Medio siglo de cultura democrática

Descripción del libro

La biografía de Javier Pradera, que es también la crónica de la España que va del tardofranquismo a la democracia.

Este libro se mete en la caja negra de la Transición y la democracia a través de una figura crucial pero aún desenfocada. Javier Pradera tuvo, en palabras de Jordi Gracia, «algo de hechicero de la tribu y algo de tótem enigmático», pero « fue sobre todo un peligroso hombre de acción y pensamiento. Entre un Malraux sin novelería y un Fouché sin codicia, manejó sus múltiples poderes de modo con frecuencia abrasivo pero nunca intransitivo». A través de su biografía de conspirador, editor y columnista, el libro radiografía algunos de los avatares decisivos de la España antifranquista y democrática.

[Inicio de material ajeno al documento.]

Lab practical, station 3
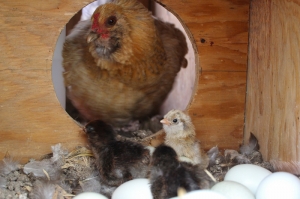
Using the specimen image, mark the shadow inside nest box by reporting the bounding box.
[52,0,199,132]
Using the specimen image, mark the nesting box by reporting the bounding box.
[0,0,300,173]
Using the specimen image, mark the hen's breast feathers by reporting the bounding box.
[63,0,187,124]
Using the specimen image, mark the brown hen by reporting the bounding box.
[63,0,187,126]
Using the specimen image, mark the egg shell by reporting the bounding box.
[171,190,230,199]
[211,181,255,199]
[73,192,108,199]
[112,178,153,199]
[256,172,300,199]
[224,164,272,195]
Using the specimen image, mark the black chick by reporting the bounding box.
[150,145,209,199]
[84,120,150,186]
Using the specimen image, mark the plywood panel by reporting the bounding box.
[245,0,300,174]
[0,0,249,162]
[159,0,249,149]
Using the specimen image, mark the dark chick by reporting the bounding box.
[150,145,209,199]
[84,120,150,186]
[63,0,187,127]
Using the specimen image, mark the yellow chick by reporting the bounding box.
[160,110,208,168]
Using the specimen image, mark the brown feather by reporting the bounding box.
[63,0,187,126]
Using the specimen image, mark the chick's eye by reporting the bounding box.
[106,16,117,26]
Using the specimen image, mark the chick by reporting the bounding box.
[63,0,187,127]
[150,145,211,199]
[160,110,209,168]
[84,120,150,186]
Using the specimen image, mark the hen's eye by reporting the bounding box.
[106,16,117,26]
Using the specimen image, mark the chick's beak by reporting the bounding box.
[160,118,171,126]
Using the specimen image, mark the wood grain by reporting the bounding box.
[0,0,249,162]
[245,0,300,174]
[159,0,250,150]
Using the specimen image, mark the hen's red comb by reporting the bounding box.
[92,13,100,31]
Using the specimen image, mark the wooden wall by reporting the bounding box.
[160,0,250,149]
[0,0,249,162]
[245,0,300,174]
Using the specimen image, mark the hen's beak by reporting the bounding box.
[86,32,99,43]
[160,118,171,126]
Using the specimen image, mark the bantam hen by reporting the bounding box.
[63,0,187,127]
[160,110,209,168]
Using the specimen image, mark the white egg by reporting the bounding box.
[171,190,230,199]
[211,181,255,199]
[224,164,272,195]
[256,172,300,199]
[73,192,108,199]
[112,178,153,199]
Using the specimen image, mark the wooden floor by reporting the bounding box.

Estuvo cerca de Jesús de Polanco incluso antes de la fundación de El País, donde ejerció un liderazgo ideológico fundamental, y fue quien llevó a cabo el aterrizaje de la editorial mexicana Fondo de Cultura Económica en el territorio comanche que era la España de 1963; estuvo desde 1966 al frente de Alianza Editorial –verdadero «portaaviones civilizador para varias generaciones»–, y siguió tan omnipresente en las batallas clandestinas del antifranquismo como en las mutaciones políticas de la Transición, pero siempre entre bambalinas o fuera de foco: ejerció el poder lejos de la burocracia institucional y cerca de la influencia persuasiva y personal, como la que ejerció sobre Felipe González (que por eso cree que Pradera fue «el disco duro de la Transición»). De ahí que este libro examine también el poder cultural de la izquierda durante medio siglo, «porque a Pradera no puede explicársele sin él y porque la izquierda lo tuvo a él como uno de sus nódulos más productivos y eficientes».

A través de numerosos testimonios y documentos, Jordi Gracia reconstruye la trayectoria vital, intelectual, editorial y política de Javier Pradera, que aparece en estas páginas como un personaje complejo y fascinante, que despertó admiración, pero también temor y rencores enconados. 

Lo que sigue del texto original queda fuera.